Joan Gage Iconic Cards & Images
All work copyright © Iconic Cards & Images Joan Gage 1999 - 2008
Greek Cat Book
Seven years ago, after forty years as a working journalist, I went back to my first love - painting. Applied art was my major in college until I realized I had to choose between being a starving artist or a self-supporting writer, so I switched majors and, after graduating from Berkeley with a B.A. in English, I headed to Columbia's Graduate School of Journalism, where I met my husband-to-be, author Nicholas Gage.
When I returned to painting in 1991, I chose the medium of watercolors because it seemed quicker and easier to use when traveling. I have always gravitated toward painting portraits and the figure in the environment.

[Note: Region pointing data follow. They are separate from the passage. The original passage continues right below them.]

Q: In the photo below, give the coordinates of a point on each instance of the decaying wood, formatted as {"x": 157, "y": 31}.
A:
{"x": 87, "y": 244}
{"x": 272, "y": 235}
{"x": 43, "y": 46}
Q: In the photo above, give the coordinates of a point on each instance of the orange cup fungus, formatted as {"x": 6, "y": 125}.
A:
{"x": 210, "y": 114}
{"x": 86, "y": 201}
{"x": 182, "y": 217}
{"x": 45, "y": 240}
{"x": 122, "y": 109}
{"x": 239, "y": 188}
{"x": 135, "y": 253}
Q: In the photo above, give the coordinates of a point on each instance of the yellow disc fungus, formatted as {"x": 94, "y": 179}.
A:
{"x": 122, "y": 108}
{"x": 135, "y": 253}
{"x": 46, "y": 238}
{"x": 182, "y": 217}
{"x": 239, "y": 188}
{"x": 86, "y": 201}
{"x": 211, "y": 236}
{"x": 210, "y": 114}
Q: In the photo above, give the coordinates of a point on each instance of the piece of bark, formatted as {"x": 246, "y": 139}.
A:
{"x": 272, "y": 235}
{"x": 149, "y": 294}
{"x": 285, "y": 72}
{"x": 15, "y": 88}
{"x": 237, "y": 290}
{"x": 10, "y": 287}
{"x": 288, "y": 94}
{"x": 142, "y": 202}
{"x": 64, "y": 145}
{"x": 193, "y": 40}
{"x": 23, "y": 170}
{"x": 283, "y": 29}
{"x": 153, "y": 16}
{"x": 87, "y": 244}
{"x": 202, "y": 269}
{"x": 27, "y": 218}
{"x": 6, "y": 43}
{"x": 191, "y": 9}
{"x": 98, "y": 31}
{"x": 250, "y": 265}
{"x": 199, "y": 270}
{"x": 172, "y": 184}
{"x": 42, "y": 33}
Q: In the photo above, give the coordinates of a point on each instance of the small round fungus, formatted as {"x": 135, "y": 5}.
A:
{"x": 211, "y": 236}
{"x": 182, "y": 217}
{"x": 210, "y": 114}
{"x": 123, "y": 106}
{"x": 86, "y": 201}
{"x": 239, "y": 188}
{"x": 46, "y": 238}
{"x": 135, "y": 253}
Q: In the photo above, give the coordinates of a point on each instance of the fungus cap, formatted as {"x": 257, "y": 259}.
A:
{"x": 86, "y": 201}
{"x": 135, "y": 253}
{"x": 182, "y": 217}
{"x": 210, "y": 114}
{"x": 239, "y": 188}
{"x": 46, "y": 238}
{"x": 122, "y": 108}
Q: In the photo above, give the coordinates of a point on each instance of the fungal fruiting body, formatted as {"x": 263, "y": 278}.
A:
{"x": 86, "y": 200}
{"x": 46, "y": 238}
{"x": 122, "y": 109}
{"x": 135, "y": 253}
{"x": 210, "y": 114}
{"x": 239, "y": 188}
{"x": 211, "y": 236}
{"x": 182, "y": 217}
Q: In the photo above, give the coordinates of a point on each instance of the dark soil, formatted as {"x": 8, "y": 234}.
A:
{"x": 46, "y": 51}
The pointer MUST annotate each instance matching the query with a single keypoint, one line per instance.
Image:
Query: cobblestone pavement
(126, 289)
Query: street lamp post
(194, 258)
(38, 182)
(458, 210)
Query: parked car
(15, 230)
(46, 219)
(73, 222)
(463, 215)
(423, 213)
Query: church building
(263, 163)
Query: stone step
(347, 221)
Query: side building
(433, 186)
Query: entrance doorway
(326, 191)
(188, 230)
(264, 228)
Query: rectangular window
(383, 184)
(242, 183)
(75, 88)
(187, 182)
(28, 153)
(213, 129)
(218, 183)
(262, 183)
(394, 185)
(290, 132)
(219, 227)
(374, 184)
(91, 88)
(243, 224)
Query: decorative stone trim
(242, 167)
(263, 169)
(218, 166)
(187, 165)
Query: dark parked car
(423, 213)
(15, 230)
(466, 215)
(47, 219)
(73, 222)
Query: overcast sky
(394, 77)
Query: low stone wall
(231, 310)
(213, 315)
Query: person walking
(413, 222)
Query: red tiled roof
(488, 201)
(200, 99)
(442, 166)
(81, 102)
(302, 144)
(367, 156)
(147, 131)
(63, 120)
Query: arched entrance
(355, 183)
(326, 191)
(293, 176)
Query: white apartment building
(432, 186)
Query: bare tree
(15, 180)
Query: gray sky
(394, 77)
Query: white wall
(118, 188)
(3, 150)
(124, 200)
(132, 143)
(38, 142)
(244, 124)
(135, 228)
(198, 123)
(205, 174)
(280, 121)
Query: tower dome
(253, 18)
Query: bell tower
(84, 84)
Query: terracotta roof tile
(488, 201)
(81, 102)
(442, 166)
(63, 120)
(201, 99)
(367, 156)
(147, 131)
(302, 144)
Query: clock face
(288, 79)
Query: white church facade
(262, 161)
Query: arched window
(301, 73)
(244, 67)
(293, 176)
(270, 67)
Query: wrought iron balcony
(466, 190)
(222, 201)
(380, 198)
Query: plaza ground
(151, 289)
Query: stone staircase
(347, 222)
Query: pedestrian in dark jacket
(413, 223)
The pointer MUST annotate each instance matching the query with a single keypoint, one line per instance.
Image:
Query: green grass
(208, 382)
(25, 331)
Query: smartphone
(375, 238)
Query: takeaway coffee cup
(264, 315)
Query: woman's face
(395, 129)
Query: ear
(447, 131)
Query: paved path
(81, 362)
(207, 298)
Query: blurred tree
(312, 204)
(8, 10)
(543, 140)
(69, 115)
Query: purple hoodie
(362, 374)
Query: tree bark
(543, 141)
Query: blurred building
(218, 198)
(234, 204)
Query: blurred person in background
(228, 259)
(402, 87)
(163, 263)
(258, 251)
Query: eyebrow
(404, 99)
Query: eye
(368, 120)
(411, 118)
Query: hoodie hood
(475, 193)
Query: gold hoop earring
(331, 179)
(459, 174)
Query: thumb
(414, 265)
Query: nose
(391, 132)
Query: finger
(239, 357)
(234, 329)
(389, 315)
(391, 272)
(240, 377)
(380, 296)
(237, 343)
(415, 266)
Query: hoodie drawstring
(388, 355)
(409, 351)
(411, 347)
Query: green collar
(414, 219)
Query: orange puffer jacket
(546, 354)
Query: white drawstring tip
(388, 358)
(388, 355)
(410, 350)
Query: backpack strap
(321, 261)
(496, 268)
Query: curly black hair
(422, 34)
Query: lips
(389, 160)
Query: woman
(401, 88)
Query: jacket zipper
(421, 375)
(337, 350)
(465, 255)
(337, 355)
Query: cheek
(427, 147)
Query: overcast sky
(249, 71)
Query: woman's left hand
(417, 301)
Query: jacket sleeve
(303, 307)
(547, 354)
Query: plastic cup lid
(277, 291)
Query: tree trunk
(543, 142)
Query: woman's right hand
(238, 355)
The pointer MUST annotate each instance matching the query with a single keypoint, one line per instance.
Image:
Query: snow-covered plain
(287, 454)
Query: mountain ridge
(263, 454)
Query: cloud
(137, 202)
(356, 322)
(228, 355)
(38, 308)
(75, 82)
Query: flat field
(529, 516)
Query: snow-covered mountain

Most of the paintings in this exhibit are based on my own photographs taken in Greece, Mexico, Italy, and Lebanon. The paintings of India are based on photographs taken by my daughter, author Eleni Gage. (I hope to travel to India later this year to take some of my own.)
Inspired by news photos, I've also done a series of paintings of children of war. Among them are the painting of a mixed-race, 2-month-old child of rape at the Al Riyadh camp in Darfur, Sudan, and the painting of a girl in front of a tent in an Afghan refugee camp.
For decades I've collected and been fascinated by antique photographs taken before 1900, and sometimes I paint from these-for example the portrait of "Lilly who drowned in 1894 wearing this same dress." That photograph, according to the seller, came with Lilly's ghost, but I think that nearly every photograph is haunted. Whenever I create a painting, I develop a story about the scene in my mind, but I think viewers will make up their own stories about these paintings and all the stories will be true.